I was working on some back end code that I have been rewriting lately and I was working on a spell checker that I originally wrote about two years ago.
As I’m updating the code for the new capabilities on my server I started thinking about using phonetic spell checking to identify words as spam words even if the characters are not correct.
The best example I have come to think up so far is the work viagra and the spam word v|@gr@. Notice the usage of the pipe (|) and the at sign (@) to replace the letter i and the letter a respectively.
The spell checker algorithm that I use only looks at vowels if they are the first letter of the word, therefore the special character in place of the vowels would not even be evaluated if they are not the very first character.
The phonetic encoding for the two variations of the word are as follows:
viagra = FGR
v|@gr@ = FGR
After getting the phonetic encoding it would be a matter of evaluating the word against a list of known spam words. The database of 47,000 words that I have in my spell checker database have no other words that use the phonetic key of FGR. That means that both versions of the word would be considered a spam word and there is little chance that this word would give a false positive.
The only concern that I have on this idea is that many words do generate the same phonetic keys. This would create two issues in my mind, one good and one bad. First the good, there would be fewer potential phonetic keys then there ever could be word combinations. Fewer phonetic keys means faster look ups.
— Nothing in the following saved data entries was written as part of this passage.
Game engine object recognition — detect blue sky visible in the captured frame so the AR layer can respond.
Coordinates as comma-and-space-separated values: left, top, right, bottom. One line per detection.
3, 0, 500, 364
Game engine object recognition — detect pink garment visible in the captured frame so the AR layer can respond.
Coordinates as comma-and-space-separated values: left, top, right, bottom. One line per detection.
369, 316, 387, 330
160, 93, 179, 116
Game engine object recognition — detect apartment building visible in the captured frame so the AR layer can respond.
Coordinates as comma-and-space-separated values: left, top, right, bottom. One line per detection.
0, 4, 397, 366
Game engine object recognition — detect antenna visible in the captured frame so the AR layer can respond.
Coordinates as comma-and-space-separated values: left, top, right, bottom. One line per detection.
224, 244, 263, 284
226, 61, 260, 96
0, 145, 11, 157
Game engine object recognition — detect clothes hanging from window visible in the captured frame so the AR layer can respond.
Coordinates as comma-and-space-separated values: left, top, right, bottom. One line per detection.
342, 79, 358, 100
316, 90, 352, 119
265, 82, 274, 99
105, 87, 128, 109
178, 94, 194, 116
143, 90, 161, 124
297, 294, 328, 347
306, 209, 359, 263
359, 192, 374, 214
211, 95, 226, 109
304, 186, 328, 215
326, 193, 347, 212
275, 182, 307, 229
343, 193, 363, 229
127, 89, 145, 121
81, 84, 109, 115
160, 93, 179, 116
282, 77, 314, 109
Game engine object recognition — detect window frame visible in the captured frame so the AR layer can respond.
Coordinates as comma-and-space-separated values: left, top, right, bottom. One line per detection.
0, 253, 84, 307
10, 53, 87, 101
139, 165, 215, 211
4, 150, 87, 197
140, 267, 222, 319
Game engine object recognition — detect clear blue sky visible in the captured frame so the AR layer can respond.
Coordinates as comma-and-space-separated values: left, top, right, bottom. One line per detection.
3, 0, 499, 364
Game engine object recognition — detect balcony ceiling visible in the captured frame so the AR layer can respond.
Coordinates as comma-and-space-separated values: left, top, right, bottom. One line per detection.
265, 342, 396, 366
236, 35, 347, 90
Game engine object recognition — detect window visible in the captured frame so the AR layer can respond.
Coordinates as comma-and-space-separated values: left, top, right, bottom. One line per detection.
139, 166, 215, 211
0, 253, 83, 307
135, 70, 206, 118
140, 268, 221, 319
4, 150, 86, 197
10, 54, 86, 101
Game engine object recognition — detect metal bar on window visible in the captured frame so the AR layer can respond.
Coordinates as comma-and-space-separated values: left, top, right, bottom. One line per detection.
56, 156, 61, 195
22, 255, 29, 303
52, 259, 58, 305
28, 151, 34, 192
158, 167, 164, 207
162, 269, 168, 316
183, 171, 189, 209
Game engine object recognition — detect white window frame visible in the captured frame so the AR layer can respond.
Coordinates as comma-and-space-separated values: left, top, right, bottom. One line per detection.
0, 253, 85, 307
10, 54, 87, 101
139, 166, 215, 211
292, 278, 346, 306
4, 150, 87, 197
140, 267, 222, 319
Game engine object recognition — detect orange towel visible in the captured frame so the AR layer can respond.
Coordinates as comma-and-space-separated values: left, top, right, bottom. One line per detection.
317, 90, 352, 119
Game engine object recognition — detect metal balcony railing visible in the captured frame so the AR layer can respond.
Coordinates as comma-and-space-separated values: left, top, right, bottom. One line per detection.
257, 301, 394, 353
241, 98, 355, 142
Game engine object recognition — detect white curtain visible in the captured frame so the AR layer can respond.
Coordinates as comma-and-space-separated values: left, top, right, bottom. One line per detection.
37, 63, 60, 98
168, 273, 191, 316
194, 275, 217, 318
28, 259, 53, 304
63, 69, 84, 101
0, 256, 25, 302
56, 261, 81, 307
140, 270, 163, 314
The second problem is that with fewer phonetic keys you are more likely to get false positives or the averages of the words would tend toward neutral more then bad.
Using the Paul Graham Plan for Spam, (Get a copy of Hackers and Painters) this would inherently look for the 15 to 20 ‘most interesting’ words in the email message to generate the spam rating. If a spam word has the same phonetic key as a word that is generally benign, then the spam rating would tend more toward neutral.
The true benefit is to catch the intentional misspellings and usage of special characters in spam messages, and that might be enough to consider further investigation into this method.